Figure 1: Input size distributions of SWAG, SQuAD, GLUE-QQP datasets (left y-axis) and GPU memory footprints (right y-axis) when training Bert-base with batch size set to 16, 12, 32, respectively.
Traditional static checkpointing planners rigidly adhere to a conservative memory allocation strategy based on the maximum anticipated input size, leading to inefficiencies when processing smaller inputs. On the other hand, while dynamic planners such as DTR provide real-time adjustments, they often incur excessive overhead by regenerating checkpoint plans for repeated inputs, resulting in a notable computational cost (Figure 2).
Figure 2: Comparison across prior checkpointing planners, where x-axis indicates the timeline. The red arrow indicates the moment of checkpointing plan generation.
Mimose Architecture and Methodology
Mimose is architectured around three key components: a shuttling online collector, a lightning memory estimator, and a responsive memory scheduler. These components collectively facilitate the agile and efficient generation of checkpointing plans suitable for input tensors of varying sizes.
Shuttling Online Collector
The shuttling online collector operates by executing forward layer computations twice. This strategy allows it to collect per-layer memory usage data without exceeding the GPU's memory capacity. To address the PyTorch eager execution model's semantics, a data filter is applied to ensure the integrity of collected memory usage statistics.
Lightning Memory Estimator
The memory estimator leverages a quadratic polynomial regression model, which has been empirically validated to accurately predict the memory usage characteristics of activation tensors under varying input conditions. Its use of regression models achieves a balance between prediction accuracy and computational efficiency, with negligible latency and error rates.
Responsive Memory Scheduler
The memory scheduler incorporates a caching mechanism, reusing previously computed checkpointing plans for similar input sizes to minimize redundant computations. It applies a greedy algorithm to determine the optimal layers for checkpointing, preferring checkpoints earlier in the forward pass to mitigate peak memory consumption during backward passes (Figure 3).



Figure 3: Single-epoch times for different methods normalized to Baseline (original PyTorch without memory limit), where x-axis represents the memory budget.
Evaluation and Results
Mimose was evaluated across several NLP tasks, demonstrating consistent improvements in training throughput compared to existing planners like Sublinear and DTR. Notably, Mimose's ability to adapt checkpoint plans to current input conditions resulted in significant reductions in training time, even under constrained memory budgets, as depicted in the memory consumption analysis (Figure 4).



Figure 4: The memory consumption of Mimose processing varying sequence lengths, where MB-X refers to the memory budget of X GB.
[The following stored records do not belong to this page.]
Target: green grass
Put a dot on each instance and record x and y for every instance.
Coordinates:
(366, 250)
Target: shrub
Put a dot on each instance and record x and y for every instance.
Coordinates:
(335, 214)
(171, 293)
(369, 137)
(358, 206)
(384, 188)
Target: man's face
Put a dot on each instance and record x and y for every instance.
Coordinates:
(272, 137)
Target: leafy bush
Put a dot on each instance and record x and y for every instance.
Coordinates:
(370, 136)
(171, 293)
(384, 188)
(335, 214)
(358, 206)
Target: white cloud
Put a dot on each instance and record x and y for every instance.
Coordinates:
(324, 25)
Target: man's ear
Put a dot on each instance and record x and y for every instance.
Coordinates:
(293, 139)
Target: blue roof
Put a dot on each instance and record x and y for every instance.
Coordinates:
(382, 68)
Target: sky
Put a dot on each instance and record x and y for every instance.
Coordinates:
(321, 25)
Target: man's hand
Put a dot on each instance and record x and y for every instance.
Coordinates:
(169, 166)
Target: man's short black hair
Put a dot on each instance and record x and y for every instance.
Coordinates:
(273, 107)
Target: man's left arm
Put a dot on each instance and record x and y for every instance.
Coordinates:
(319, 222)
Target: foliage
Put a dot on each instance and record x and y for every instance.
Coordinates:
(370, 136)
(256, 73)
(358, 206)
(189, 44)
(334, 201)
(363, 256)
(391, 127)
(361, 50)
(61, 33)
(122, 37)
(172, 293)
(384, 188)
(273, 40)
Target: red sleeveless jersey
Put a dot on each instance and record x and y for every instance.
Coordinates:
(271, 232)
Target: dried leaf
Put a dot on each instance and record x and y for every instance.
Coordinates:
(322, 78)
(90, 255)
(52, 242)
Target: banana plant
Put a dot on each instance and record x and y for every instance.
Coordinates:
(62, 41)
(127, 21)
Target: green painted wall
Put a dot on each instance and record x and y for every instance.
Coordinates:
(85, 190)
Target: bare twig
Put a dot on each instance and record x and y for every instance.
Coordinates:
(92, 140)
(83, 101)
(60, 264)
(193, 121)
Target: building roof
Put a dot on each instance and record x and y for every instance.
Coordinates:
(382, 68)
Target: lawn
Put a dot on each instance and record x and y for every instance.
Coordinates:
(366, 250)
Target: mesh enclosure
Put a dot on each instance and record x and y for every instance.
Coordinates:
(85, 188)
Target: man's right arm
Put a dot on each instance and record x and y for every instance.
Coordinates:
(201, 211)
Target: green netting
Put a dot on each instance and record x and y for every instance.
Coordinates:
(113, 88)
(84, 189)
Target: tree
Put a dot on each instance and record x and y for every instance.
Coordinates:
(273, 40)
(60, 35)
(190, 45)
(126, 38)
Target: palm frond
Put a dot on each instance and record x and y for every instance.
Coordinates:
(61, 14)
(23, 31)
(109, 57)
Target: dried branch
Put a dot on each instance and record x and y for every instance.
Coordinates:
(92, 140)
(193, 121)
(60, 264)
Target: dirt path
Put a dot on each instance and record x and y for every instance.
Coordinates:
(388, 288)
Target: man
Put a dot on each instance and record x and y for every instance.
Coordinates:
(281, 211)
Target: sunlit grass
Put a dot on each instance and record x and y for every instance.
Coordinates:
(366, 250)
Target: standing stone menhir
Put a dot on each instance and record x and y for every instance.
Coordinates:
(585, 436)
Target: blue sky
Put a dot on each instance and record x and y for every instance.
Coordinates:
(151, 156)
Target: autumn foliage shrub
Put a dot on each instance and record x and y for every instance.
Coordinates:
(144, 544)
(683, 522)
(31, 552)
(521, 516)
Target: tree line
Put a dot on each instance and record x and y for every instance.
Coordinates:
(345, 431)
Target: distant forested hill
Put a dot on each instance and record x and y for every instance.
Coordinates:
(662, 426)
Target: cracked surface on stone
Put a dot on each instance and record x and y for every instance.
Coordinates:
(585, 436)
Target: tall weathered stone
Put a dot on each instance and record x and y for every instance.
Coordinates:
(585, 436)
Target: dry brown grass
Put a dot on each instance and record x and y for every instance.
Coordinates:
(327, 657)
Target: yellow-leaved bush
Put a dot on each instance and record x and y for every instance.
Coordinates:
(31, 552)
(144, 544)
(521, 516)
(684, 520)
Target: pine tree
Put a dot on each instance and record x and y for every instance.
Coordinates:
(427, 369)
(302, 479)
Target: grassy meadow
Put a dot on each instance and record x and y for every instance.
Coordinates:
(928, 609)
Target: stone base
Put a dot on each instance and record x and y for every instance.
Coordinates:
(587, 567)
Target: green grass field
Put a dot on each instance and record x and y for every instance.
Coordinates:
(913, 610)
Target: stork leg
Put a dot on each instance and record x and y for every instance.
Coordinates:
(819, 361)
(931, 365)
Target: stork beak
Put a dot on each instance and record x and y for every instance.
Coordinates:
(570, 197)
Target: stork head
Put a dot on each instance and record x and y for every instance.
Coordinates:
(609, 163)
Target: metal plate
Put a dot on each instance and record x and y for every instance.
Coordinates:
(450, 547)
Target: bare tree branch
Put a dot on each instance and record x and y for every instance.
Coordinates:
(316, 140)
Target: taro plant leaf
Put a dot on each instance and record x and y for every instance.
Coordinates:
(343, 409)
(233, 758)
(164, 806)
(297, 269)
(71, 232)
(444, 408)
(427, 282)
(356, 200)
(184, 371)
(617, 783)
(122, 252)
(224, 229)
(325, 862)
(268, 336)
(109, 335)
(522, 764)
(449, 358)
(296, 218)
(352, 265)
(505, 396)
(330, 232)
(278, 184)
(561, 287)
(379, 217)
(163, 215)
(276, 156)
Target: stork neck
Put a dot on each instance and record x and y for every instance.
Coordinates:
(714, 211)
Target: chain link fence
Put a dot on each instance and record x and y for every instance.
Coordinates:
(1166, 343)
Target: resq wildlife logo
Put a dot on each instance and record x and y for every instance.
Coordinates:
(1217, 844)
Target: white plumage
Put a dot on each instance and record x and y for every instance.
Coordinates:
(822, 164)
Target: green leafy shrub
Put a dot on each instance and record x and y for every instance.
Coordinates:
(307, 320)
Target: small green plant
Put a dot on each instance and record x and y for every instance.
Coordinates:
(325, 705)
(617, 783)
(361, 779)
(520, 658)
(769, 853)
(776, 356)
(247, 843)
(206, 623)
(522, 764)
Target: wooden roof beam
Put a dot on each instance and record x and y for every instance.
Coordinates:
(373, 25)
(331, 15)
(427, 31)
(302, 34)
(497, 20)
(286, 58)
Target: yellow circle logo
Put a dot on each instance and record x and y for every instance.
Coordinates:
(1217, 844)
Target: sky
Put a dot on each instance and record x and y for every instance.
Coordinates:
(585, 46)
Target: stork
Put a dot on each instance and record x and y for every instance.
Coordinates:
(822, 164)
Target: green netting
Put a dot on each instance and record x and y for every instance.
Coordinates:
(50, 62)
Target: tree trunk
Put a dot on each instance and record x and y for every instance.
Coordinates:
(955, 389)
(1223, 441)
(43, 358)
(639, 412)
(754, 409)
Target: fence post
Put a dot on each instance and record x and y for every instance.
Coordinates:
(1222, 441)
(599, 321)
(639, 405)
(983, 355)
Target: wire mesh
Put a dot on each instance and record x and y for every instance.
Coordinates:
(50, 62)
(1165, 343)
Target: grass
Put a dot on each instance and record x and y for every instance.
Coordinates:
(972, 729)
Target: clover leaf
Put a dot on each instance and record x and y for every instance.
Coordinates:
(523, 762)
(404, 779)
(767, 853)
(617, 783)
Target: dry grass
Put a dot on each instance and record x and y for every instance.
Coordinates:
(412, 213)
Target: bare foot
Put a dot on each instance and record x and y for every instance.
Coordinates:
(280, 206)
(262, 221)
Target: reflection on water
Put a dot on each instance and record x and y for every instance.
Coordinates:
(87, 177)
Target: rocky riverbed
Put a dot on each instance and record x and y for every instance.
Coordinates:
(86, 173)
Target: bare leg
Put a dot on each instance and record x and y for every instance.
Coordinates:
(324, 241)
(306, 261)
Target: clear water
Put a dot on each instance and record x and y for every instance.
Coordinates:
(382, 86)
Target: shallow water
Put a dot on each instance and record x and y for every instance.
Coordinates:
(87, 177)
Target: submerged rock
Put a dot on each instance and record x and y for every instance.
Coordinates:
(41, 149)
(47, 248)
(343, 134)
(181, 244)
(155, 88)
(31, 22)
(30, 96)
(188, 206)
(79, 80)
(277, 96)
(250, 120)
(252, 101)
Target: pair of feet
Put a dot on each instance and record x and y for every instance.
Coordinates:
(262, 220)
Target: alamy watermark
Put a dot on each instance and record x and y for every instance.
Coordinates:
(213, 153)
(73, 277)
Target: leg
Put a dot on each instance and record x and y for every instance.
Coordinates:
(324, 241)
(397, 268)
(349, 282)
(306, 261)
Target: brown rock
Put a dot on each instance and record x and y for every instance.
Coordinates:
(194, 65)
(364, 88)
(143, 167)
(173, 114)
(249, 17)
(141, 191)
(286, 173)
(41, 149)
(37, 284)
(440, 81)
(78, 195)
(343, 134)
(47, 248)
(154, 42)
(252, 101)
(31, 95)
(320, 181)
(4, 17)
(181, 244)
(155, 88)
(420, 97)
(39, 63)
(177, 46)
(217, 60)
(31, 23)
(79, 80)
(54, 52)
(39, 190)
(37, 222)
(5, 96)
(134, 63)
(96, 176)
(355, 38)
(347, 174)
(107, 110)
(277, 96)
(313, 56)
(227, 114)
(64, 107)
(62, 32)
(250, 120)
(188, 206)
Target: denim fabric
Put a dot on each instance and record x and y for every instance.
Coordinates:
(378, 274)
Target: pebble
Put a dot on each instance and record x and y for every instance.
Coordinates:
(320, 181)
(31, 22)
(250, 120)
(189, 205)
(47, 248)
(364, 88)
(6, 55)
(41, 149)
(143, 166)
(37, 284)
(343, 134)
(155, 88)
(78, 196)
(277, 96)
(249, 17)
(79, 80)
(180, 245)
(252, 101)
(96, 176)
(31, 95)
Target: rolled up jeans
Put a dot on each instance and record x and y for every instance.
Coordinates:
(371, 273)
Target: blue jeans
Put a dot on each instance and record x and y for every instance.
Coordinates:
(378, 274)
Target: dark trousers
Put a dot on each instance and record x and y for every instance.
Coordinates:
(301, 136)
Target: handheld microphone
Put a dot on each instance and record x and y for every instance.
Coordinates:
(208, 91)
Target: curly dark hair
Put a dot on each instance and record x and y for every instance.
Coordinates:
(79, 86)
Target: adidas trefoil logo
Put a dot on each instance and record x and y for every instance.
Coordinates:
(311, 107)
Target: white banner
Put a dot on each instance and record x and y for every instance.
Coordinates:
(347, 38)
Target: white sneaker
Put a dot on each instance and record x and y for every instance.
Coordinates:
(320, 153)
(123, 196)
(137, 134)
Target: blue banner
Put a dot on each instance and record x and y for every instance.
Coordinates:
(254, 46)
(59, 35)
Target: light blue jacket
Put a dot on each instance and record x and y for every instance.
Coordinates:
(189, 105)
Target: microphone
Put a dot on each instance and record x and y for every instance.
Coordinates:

In terms of convergence, Mimose maintained parity with the baseline without checkpointing, affirming its effectiveness in preserving model learning dynamics and ensuring consistent training outcomes.
Conclusion
Mimose's innovative approach to dynamic, input-aware checkpointing on GPUs represents a significant advancement in memory management for DL training tasks. By effectively harnessing input tensor dynamics, Mimose enhances GPU memory utilization while minimizing the overhead associated with checkpoint plan generation and application. Its superior performance across a range of NLP tasks underscores its potential as a robust solution for efficient model training under constrained memory environments. The implications for future work include extending Mimose's applicability to broader model types and exploring adaptive strategies for more complex memory patterns.